MOSTI’s Large Language Models (LLMs) – Some Legal Concerns

RDS Project
Jun 25
3 min read

Personal Data Security

LLMs are trained on extremely large datasets of text, enabling them to learn intricate language patterns and nuances. LLMs are designed to continuously learn and evolve by storing data that has been fed into the system. This raises concerns regarding personal data protection, which falls under the Personal Data Protection Act 2010 (PDPA). In order to develop a more efficient and accurate LLM system, companies may unlawfully collect and process personal data from millions of users without consent, in violation of the PDPA.

A recent example is LinkedIn, which was sued in January 2025 for allegedly sharing premium users' private messages with third parties to train AI models without obtaining user consent.1 The lawsuit claims that LinkedIn updated its privacy settings in August 2024, automatically opting users into data sharing without proper notification and later revised its privacy policy in September 2024 to include AI model training data usage.

Similarly, OpenAI and Microsoft, are facing their second class-action lawsuit in a San Francisco Federal Court for allegedly breaching multiple privacy laws in developing OpenAI's chatbot, ChatGPT.2

As the Ministry of Science, Technology & Innovation (MOSTI) plans to develop an LLM, concerns arise regarding the use of personal data to train the model. Since the Government has access to extensive datasets, there is a genuine risk that personal data could be utilised to make the LLM more compatible with the Malaysian user interface. Additionally, the collaboration between MOSTI and local companies in developing the LLM raises further concerns about whether these companies would have access to sensitive personal data stored by MOSTI.
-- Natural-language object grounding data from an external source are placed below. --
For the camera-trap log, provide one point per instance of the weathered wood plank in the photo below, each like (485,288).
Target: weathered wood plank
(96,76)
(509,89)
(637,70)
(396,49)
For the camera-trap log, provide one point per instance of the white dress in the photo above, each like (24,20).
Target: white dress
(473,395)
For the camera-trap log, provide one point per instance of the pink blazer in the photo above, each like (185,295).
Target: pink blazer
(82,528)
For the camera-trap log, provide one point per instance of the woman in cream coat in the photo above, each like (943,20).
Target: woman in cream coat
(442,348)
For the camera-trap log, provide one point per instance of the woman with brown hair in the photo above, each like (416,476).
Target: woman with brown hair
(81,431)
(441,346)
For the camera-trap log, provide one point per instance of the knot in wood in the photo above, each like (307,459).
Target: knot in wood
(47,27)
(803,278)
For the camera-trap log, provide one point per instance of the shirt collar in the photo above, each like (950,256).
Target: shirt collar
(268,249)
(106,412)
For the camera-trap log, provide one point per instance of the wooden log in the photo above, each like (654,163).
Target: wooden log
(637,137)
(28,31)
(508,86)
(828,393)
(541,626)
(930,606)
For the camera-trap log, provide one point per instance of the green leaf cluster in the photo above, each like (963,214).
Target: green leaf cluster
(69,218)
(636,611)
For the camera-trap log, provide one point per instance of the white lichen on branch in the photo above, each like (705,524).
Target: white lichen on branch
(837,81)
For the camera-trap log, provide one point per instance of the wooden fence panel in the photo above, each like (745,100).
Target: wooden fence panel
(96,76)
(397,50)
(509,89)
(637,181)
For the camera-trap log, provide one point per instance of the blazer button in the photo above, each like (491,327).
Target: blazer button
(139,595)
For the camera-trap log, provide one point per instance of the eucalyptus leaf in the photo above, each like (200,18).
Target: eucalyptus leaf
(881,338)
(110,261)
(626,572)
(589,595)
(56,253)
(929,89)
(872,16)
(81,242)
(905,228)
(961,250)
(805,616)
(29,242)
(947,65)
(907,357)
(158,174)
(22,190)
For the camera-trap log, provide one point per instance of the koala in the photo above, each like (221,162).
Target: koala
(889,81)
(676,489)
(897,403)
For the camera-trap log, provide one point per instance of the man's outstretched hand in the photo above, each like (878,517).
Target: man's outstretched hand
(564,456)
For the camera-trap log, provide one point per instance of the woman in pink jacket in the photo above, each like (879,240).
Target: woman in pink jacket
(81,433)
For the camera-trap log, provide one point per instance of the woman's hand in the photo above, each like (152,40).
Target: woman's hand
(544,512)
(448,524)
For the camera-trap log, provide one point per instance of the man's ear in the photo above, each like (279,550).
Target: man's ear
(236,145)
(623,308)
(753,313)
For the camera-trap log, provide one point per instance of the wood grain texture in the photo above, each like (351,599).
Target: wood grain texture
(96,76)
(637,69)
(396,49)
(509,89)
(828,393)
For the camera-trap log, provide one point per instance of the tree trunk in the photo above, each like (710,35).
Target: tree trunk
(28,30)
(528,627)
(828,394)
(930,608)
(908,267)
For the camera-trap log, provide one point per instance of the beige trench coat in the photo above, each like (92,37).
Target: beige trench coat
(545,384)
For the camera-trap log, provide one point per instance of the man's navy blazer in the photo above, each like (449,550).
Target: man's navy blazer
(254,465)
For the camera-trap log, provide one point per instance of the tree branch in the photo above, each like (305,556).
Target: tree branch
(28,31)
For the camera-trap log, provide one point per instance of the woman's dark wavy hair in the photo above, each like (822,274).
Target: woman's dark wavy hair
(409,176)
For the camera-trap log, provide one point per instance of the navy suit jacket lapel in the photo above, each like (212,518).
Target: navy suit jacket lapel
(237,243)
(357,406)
The storage and use of personal information create potential risks of data breaches and unauthorised access. Section 6 of the PDPA emphasises that data controllers must obtain explicit consent before processing personal data, while Section 9 of the PDPA mandates the accuracy and protection of such data. Meanwhile, Section 8 of the PDPA specifies that personal data can only be retained for as long as necessary for its intended purpose. If MOSTI fails to implement proper security measures, it could lead to serious issues regarding the misuse or leakage of personal data, ultimately violating the protections afforded under the PDPA.
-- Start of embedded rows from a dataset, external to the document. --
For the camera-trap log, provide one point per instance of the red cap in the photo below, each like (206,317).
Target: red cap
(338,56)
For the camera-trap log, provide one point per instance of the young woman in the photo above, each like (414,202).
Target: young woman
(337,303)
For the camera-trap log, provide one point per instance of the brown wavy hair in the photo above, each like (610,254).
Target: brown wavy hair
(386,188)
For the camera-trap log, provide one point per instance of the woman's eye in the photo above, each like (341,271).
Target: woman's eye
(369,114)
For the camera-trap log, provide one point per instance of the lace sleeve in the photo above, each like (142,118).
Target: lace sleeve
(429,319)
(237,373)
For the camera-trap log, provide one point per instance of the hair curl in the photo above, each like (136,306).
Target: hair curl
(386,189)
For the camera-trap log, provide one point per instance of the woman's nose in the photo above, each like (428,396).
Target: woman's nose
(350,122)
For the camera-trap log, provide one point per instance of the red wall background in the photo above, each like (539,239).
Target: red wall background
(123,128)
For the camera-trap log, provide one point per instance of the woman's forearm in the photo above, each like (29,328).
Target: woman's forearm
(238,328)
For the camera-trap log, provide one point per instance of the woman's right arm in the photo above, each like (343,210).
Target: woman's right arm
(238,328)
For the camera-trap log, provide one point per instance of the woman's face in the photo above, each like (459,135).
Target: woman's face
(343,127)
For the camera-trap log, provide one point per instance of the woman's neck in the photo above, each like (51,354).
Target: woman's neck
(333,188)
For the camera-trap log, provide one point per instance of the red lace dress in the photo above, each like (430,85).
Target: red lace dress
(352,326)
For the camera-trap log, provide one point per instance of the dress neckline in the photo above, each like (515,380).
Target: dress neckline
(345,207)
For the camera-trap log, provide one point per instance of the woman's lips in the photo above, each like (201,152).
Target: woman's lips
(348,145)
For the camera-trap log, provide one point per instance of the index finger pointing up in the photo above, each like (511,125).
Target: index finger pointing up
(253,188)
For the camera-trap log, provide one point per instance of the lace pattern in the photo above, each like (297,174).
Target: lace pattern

Data Confidentiality And Integrity

Another key legal concern regarding the development of LLM by MOSTI is data confidentiality of inputted data by users. While LLMs are designed to generate responses based on vast amounts of training data, they also rely on user-provided input to refine their outputs. Users often submit sensitive or confidential information to achieve more personalised and relevant responses. However, there is a risk that this data may be stored, processed or even repurposed for unintended uses beyond the original user query.

The model’s ability to retain contextual knowledge means that sensitive information could be integrated into future outputs, potentially exposing confidential or proprietary data. This raises significant concerns, particularly for industries dealing with confidential business communications, legal documents or financial transactions. If an LLM system trained on such data inadvertently discloses or replicates proprietary information, it could lead to breaches of confidentiality agreements and legal liabilities. Additionally, the concern is amplified as government agencies have access to extensive datasets, including individual records, company information, and national records.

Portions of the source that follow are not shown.